Anggota Komisi B DPRD Kabupaten Pati dari Fraksi Gerindra, Yeti Kristianti, mengatakan keberhasilan pengawasan BUMD membutuhkan kolaborasi yang kuat antara DPRD, pemerintah daerah, dan perangkat pengawasan internal. Menurutnya, setiap unsur memiliki peran penting untuk memastikan perusahaan daerah dikelola secara profesional dan memberikan manfaat bagi masyarakat.
“Pengawasan akan berjalan lebih maksimal apabila seluruh pihak memiliki komitmen yang sama. Koordinasi yang baik antara legislatif, pemerintah daerah, dan aparat pengawasan menjadi fondasi penting dalam menjaga tata kelola BUMD agar tetap sehat,” ujar Yeti Kristianti.
Ia menjelaskan pengalaman yang diperoleh dari kunjungan kerja ke Kabupaten Sleman memberikan banyak masukan mengenai pentingnya membangun komunikasi yang berkesinambungan antarlembaga. Dengan sistem koordinasi yang baik, berbagai potensi permasalahan dapat diidentifikasi lebih awal sehingga langkah perbaikan bisa segera dilakukan.

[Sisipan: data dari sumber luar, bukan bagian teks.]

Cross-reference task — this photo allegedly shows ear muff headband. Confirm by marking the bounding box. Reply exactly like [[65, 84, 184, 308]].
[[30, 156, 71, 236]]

Menurut Yeti, keberadaan laporan evaluasi secara berkala juga menjadi instrumen penting dalam mendukung fungsi pengawasan DPRD. Data yang akurat akan membantu dewan melakukan evaluasi terhadap kinerja perusahaan daerah sekaligus menjadi dasar dalam memberikan rekomendasi kepada pemerintah daerah.
“Kami ingin pengawasan tidak hanya bersifat reaktif ketika muncul persoalan, tetapi lebih mengedepankan langkah-langkah preventif agar setiap potensi kendala dapat diantisipasi sejak dini,” jelas politisi Partai Gerindra tersebut.
Yeti menambahkan bahwa BUMD memiliki peran strategis sebagai salah satu sumber pendapatan daerah sekaligus penggerak perekonomian. Oleh karena itu, peningkatan kualitas tata kelola harus terus menjadi prioritas agar perusahaan daerah mampu berkembang secara sehat dan berkelanjutan.
Ia juga berharap hasil studi komparatif tersebut dapat menjadi referensi dalam menyempurnakan sistem pengawasan BUMD di Kabupaten Pati. Dengan demikian, setiap kebijakan yang diambil dapat didasarkan pada evaluasi yang objektif serta mempertimbangkan kondisi riil perusahaan daerah.
Sebagai anggota Komisi B DPRD Kabupaten Pati, Yeti Kristianti menegaskan pihaknya akan terus mengawal peningkatan kinerja BUMD melalui fungsi pengawasan yang konstruktif, transparan, dan akuntabel. Ia berharap perusahaan daerah di Kabupaten Pati mampu memberikan kontribusi yang lebih besar terhadap Pendapatan Asli Daerah (PAD) sekaligus meningkatkan pelayanan kepada masyarakat.